Quando il fisco dimentica gli obblighi formativi dei professionisti
Se c’è una cosa su cui tutti concordano, quando si affronta il tema delle libere professioni, è che la principale preoccupazione in questo ambito deve essere quella di assicurare la tutela dei cittadini, nell’ottica della qualità della prestazione offerta dal libero professionista.
A sua volta, se c’è una cosa sulla quale non si può non concordare, è che questo obiettivo passi necessariamente attraverso la qualificazione professionale di chi offre consulenza, sia per quanto concerne il percorso di accesso alla professione, sia per quanto concerne poi la manutenzione e l’approfondimento costante delle conoscenze acquisite.
Il punto centrale, in altre parole, è la formazione del professionista lungo tutto l’arco temporale della sua presenza sul mercato.
Ne sono consapevoli le categorie professionali più avvedute, ma ne è consapevole anche il legislatore.
Non a caso, elemento imprescindibile di un ordinamento professionale moderno è divenuta la previsione di un vero e proprio obbligo (per legge) di formazione professionale continua da parte degli iscritti al relativo Albo.
In questo, i dottori commercialisti e gli esperti contabili italiani sono stati senza dubbio antesignani.
Peccato però che, ancora una volta, agli obblighi non si facciano seguire i più elementari diritti.
Ancora oggi, in Italia, le spese che i liberi professionisti sostengono per pagare la propria formazione continua risultano deducibili dal reddito imponibile soltanto nella misura del 50%, anche quando si tratta di professionisti che vi adempiono in esecuzione di uno specifico obbligo di legge posto a loro carico.
Come se metà di quella spesa non fosse sostenuta per qualcosa di strettamente inerente alla propria attività professionale (e per di più, per taluni, obbligatoria per legge), ma per sfizio personale.
Inutile dire che nel resto di Europa nessuna legislazione fiscale si sogna di fare altrettanto.
Basta scorrere l’analisi comparata tra le legislazioni dei diversi Paesi, appositamente predisposta da Eutekne.info (rubrica INFODOSSIER), per vedere come in tutti i Paesi considerati le spese di formazione sostenute dai liberi professionisti per l’esercizio della propria attività sono ammesse in deduzione al 100%.
Ancora una volta, dunque, l’Italia dimostra la sua grande capacità nell’introdurre obblighi, ma la sua parallela attitudine a essere il classico fanalino di coda dell’Europa ogni qual volta si tratta di riconoscere dei correlati diritti.

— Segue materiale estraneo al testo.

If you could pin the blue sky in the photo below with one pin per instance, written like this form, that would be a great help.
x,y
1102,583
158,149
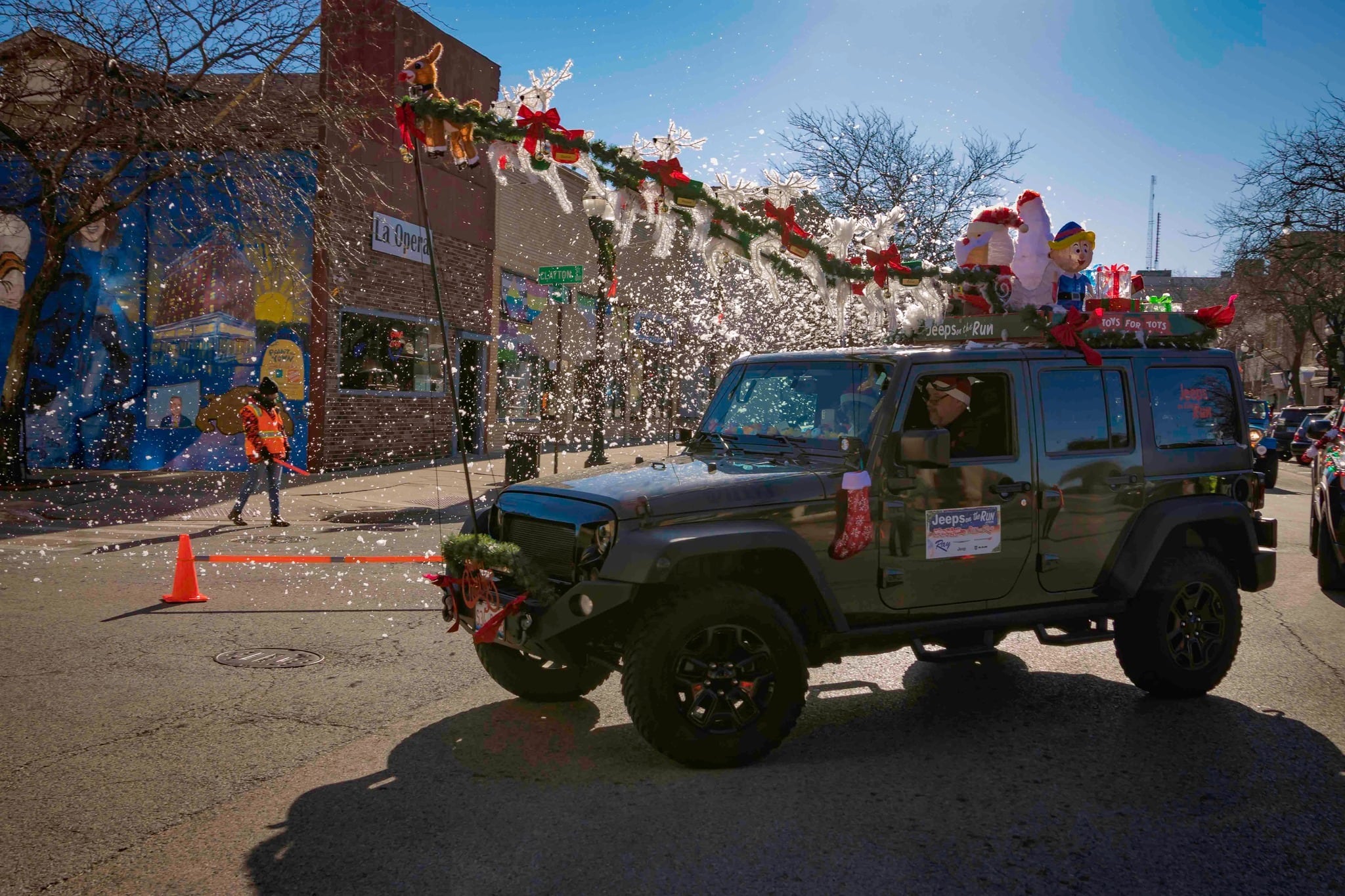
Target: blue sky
x,y
1109,93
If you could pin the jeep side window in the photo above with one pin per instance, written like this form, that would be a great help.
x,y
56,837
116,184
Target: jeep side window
x,y
975,410
1084,412
1193,408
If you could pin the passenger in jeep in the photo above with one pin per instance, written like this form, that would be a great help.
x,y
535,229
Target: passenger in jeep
x,y
947,402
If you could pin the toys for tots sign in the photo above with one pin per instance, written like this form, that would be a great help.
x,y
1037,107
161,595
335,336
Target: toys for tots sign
x,y
400,238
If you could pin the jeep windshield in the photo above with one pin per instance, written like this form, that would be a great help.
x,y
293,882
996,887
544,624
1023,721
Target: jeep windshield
x,y
811,405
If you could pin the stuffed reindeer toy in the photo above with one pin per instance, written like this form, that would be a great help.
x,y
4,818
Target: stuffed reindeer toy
x,y
422,78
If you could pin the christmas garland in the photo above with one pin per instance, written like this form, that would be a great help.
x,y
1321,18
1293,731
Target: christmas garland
x,y
623,171
502,557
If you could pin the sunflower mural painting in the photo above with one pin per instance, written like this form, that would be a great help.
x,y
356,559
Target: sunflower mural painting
x,y
163,313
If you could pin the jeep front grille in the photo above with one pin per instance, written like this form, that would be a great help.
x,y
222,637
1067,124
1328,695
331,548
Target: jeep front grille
x,y
545,542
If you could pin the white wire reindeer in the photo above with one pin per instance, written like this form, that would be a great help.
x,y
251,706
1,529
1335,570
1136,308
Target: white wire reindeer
x,y
716,250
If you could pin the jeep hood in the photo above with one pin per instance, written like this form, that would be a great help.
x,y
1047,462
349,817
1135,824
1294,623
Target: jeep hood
x,y
688,485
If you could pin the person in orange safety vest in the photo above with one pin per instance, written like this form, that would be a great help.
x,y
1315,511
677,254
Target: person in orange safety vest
x,y
264,442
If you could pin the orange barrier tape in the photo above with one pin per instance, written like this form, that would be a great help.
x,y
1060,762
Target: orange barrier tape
x,y
300,558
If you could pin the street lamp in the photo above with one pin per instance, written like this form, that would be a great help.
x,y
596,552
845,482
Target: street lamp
x,y
602,219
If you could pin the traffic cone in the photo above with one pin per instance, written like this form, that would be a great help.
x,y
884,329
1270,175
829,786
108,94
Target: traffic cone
x,y
185,589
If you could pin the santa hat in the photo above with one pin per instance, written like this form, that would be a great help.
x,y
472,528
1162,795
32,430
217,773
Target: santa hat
x,y
1071,234
1001,215
959,387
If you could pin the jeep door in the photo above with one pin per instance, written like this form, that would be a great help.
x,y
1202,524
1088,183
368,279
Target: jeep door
x,y
959,535
1090,469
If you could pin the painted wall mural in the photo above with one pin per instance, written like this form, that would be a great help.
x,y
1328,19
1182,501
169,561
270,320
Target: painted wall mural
x,y
165,316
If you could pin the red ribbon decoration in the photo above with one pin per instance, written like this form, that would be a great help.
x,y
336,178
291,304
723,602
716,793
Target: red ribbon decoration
x,y
489,631
407,127
789,227
884,264
669,171
537,123
1067,335
1216,316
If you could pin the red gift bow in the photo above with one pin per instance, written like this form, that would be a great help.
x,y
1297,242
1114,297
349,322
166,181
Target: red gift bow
x,y
1067,335
537,123
1218,316
489,631
1114,273
669,171
789,227
407,127
884,264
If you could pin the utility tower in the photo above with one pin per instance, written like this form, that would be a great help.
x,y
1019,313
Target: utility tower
x,y
1158,230
1151,254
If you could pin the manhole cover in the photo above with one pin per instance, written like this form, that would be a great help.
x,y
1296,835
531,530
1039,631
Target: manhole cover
x,y
268,658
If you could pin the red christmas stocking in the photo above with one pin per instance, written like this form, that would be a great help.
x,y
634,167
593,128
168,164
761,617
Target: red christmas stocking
x,y
854,526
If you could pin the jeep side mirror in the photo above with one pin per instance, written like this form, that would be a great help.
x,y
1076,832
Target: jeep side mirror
x,y
926,448
1317,429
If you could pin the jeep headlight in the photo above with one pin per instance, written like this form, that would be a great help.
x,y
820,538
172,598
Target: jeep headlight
x,y
604,535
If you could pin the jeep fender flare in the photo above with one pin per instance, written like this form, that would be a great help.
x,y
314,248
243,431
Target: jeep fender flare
x,y
650,555
1153,526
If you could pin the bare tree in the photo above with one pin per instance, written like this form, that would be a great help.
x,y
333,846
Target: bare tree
x,y
101,100
870,161
1285,230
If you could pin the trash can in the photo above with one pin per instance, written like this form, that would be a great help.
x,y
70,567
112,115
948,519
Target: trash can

Qui, infatti, non si tratta soltanto di essere così poco avveduti da arrivare, nei fatti, addirittura a disincentivare la formazione e l’aggiornamento dei liberi professionisti, con tanti saluti ai bei discorsi sulla tutela dei clienti e della qualità delle prestazioni, nonché sul sostegno alla loro capacità di competere a livello internazionale.
Oltre a quanto precede, il mancato riconoscimento della piena deducibilità integra gli estremi del vero e proprio sopruso fiscale per quei liberi professionisti, come ad esempio i dottori commercialisti e gli esperti contabili, per i quali la formazione e l’aggiornamento professionale non sono un fatto privato di scrupolo e amor proprio, bensì un preciso e ineludibile obbligo sancito da una legge dello Stato.
Insomma, le limitazioni di deducibilità previste dal comma 5 dell’art. 54 del Testo Unico delle Imposte sui Redditi sono ormai anacronistiche e devono essere modificate.
Non si tratta di agevolare i professionisti italiani, ma solo di rimetterli su un piano di parità con i loro colleghi europei, su un tema centrale come quello della formazione.
A maggior ragione, dove l’onere assume i contorni dell’obbligo di legge.
Doverlo continuare a chiedere è imbarazzante ma, questa volta, non certo per chi lo chiede.